Why Pokémon TCG is Harder than Chess for an AI

The real challenge is not where the press release suggests. Chess and Go are perfect information games: both players see the entire board at all times, with no randomness involved. Deep Blue defeated Kasparov through brute-force calculation, while AlphaGo utilized neural networks trained on tens of millions of human positions. The Pokémon TCG structurally resembles poker more: hidden hands, random draws, decisions made with incomplete information about the opponent's deck. This is why programs capable of defeating the best human poker players only emerged between 2017 and 2019 (Libratus and then Pluribus, from Carnegie Mellon and Meta), twenty years after the first dominance in chess.

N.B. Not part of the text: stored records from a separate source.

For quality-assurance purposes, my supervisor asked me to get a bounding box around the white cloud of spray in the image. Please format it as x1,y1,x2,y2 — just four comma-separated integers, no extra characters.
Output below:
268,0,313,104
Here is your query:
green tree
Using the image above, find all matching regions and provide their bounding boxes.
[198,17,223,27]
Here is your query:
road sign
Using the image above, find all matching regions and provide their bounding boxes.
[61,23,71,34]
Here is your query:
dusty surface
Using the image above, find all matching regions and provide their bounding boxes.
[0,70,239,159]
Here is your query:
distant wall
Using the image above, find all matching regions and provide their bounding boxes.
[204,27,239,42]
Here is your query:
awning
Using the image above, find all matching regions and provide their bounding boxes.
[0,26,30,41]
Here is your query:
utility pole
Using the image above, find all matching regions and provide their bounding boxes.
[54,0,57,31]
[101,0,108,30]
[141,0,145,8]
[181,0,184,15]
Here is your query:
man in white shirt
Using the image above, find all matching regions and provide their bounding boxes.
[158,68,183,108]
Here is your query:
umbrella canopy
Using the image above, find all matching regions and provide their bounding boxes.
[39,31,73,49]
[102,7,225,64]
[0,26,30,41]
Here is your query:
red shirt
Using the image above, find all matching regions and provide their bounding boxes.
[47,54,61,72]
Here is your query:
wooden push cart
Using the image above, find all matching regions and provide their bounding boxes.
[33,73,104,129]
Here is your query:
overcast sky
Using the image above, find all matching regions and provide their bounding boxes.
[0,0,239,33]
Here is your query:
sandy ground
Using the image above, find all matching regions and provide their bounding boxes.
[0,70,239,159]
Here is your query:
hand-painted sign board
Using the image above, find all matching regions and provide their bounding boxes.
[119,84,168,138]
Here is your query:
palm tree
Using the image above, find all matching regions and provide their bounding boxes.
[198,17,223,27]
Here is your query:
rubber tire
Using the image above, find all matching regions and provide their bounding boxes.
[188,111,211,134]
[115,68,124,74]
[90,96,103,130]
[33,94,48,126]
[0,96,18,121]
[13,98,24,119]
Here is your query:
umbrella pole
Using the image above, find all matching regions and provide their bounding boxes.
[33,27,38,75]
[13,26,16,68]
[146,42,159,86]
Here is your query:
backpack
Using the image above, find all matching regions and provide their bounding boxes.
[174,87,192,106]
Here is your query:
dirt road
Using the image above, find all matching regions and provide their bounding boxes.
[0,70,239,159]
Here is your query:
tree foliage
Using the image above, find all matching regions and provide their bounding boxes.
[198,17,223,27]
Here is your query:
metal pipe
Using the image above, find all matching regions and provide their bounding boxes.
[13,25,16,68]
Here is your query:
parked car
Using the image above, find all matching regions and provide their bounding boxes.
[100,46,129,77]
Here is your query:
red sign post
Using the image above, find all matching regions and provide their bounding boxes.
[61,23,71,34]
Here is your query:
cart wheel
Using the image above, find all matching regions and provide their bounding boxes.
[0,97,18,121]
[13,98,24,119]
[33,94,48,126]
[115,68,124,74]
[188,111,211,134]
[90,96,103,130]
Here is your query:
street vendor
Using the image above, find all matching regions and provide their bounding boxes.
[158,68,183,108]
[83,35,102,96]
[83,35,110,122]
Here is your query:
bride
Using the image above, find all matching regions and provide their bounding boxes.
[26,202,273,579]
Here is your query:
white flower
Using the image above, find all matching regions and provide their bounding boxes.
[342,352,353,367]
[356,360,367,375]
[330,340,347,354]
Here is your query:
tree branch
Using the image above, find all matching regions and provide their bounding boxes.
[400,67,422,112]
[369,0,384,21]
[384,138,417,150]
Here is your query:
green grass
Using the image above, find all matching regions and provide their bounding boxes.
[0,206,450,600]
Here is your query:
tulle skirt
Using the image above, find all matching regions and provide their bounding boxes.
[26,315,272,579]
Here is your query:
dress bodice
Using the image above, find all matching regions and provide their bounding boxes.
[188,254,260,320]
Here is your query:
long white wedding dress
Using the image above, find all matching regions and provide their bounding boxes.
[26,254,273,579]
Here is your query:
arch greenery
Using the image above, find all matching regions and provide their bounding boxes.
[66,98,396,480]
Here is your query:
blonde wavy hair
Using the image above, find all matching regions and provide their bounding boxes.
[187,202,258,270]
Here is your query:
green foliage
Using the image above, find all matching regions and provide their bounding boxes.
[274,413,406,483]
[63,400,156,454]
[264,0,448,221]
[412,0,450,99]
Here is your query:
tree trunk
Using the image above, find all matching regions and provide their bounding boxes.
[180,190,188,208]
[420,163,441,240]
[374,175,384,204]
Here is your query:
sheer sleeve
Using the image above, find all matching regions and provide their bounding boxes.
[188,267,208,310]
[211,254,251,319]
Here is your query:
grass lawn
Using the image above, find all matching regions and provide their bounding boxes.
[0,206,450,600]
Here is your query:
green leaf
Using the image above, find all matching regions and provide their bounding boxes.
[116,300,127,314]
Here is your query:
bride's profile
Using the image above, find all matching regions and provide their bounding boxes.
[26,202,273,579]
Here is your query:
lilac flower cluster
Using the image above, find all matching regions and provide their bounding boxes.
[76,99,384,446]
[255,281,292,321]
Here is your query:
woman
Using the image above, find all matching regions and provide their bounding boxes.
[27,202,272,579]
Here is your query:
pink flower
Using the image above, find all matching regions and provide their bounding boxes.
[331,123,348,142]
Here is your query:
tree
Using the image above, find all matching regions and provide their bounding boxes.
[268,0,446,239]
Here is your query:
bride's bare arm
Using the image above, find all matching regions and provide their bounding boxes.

AI has defeated Kasparov, mastered Go, and held its own against the best poker players. Now it will have to manage a Dragonite that has just been played.

Specifically for this challenge: the Standard format offers a pool of 2,000 cards, of which 60 make up a deck. The cards are not visible to the opponent, draws are random, and abilities interact in a combinatorial manner. The AI will need to handle uncertainty with each move, not just calculate variations on a static board. A useful clarification to avoid confusion with current industry trends: the competition targets traditional machine learning (reinforcement learning, rule-based systems), the same type of algorithm used in chess programs for decades, not generative AI.

A First for The Pokemon Company, Already Dividing the Community

Claude 3.7 Sonnet faced off against Pokémon Red on Twitch in early 2025, in a demonstration organized by Anthropic to showcase the model's agentic capabilities. Gemini 2.5 Pro followed a few months later, with a curiosity noted by DeepMind: observable “panic” phases in the model's behavior during tense battles, characterized by a degradation of reasoning under pressure. These experiences focused on single-player open-world video games; the challenge launched this week tackles competitive card games, a structurally different problem.

AI has defeated Kasparov, mastered Go, and held its own against the best poker players. Now it will have to manage a Dragonite that has just been played.

A few clarifications regarding the “you can participate” in the title: the competition is open to developers worldwide to submit AI agents via Kaggle, not to the general public for play. The Strategy category additionally requires a report explaining the logic behind the agent. The top eight teams will advance to the finals in Tokyo, with $50,000 for first place and $30,000 for second.

One governance detail to note: this is the first time The Pokemon Company has publicly taken a stance in support of AI (even if we are talking about traditional algorithms rather than generative AI), which contrasts with the position of Nintendo, one of its three co-owners (along with Game Freak and Creatures), which categorically refuses to integrate generative AI into its own games.